Regular Expressions


What is RegEX ?

RegEx stands for Regular Expressions. It’s a tool used to define search patterns within text. These patterns help you find, match, extract, or even validate specific sequences of characters—such as email addresses, phone numbers, or keywords—in a fast and flexible way.

Think of RegEx as a mini-language made up of special symbols and rules that let you describe exactly what kind of text you’re looking for.

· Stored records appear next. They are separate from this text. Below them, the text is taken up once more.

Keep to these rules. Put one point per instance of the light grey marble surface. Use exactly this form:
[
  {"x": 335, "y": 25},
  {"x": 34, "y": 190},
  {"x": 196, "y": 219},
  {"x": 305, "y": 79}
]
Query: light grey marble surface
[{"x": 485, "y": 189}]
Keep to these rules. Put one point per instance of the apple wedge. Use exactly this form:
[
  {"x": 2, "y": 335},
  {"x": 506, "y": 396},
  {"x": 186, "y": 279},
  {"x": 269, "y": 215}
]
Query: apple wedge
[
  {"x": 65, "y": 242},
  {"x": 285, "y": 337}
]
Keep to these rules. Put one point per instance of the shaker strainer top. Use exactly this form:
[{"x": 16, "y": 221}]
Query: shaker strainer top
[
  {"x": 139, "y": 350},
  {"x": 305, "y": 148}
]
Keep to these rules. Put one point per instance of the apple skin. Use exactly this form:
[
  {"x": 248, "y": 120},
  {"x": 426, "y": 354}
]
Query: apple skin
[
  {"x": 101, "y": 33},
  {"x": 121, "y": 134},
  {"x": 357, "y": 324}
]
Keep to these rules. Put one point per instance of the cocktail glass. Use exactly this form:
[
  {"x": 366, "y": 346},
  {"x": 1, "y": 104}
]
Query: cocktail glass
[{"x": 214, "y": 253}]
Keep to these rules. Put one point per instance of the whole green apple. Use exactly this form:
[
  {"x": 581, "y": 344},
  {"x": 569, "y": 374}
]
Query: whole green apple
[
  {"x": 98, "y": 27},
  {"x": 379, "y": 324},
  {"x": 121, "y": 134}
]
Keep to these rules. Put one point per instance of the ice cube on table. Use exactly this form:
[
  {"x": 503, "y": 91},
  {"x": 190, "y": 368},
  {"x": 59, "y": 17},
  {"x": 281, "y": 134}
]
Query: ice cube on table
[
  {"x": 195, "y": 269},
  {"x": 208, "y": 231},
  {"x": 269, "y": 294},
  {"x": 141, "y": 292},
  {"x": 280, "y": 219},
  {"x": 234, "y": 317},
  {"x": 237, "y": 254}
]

Where Does RegEx Come From ?

To truly understand RegEx at its core, we’d need to explore concepts from Automata Theory, a part of the Theory of Computation (TOC). This field introduces foundational ideas such as:

  • Alphabets: The set of symbols you work with (like letters, numbers, or characters).
  • Languages: Collections of strings formed using these alphabets.
  • Finite Automata: Simple machines that process input based on patterns—these are the theoretical roots of RegEx.

But don’t worry—you don’t need a deep computer science background to start using RegEx effectively.

Why learn Regex ?

Whether you’re a developer, a data analyst, a hacker, or just someone who works with a lot of text, RegEx can save you hours of manual searching and editing. It’s used in programming, text editors, command-line tools, and even browser find functions.

Getting Started

Regular expressions don’t work the exact same way on every platform. There isn’t one perfect version that fits all. Different tools and languages—like Python, JavaScript, .NET, or POSIX—have their own rules and features. Some advanced parts, like lookbehinds or named groups, may work differently or not at all in some systems.

However, the basic symbols, like . for any character, * for zero or more times, and things like +, ?, and [], usually work the same almost everywhere. Therefore, these symbols have been presented in an tabular form below

Basic Matching

S.NoPatternFunction
1.Matches any single character except a newline
2^Matches the start of a line
3$Matches the end of a line
4[ ]Matches any character inside the brackets
5[^]Matches any character not inside the brackets
6|Logical OR

Quantifiers

Applies to the preceding element

S.NoPatternFunction
1*Zero or more occurrences
2+One or more occurrences
3?Zero or one occurrence
4{n}Matches exactly n occurrences
5{n,}Matches n or more occurrences
6{n,m}Matches between n and m occurrences

Metacharacters

S.NoPatternFunction
1\Escapes a special character
2( )Groups patterns together and captures the matched text
Eg: (ab)+ matches “ab”, “abab”, “ababab” and so on
3\wMatches any word character (alphanumeric or underscore)
4\dMatches any digit character
5\sMatches any whitespace character
6\bMatches a word boundary

Examples Section

Pattern to match a string that starts with “h”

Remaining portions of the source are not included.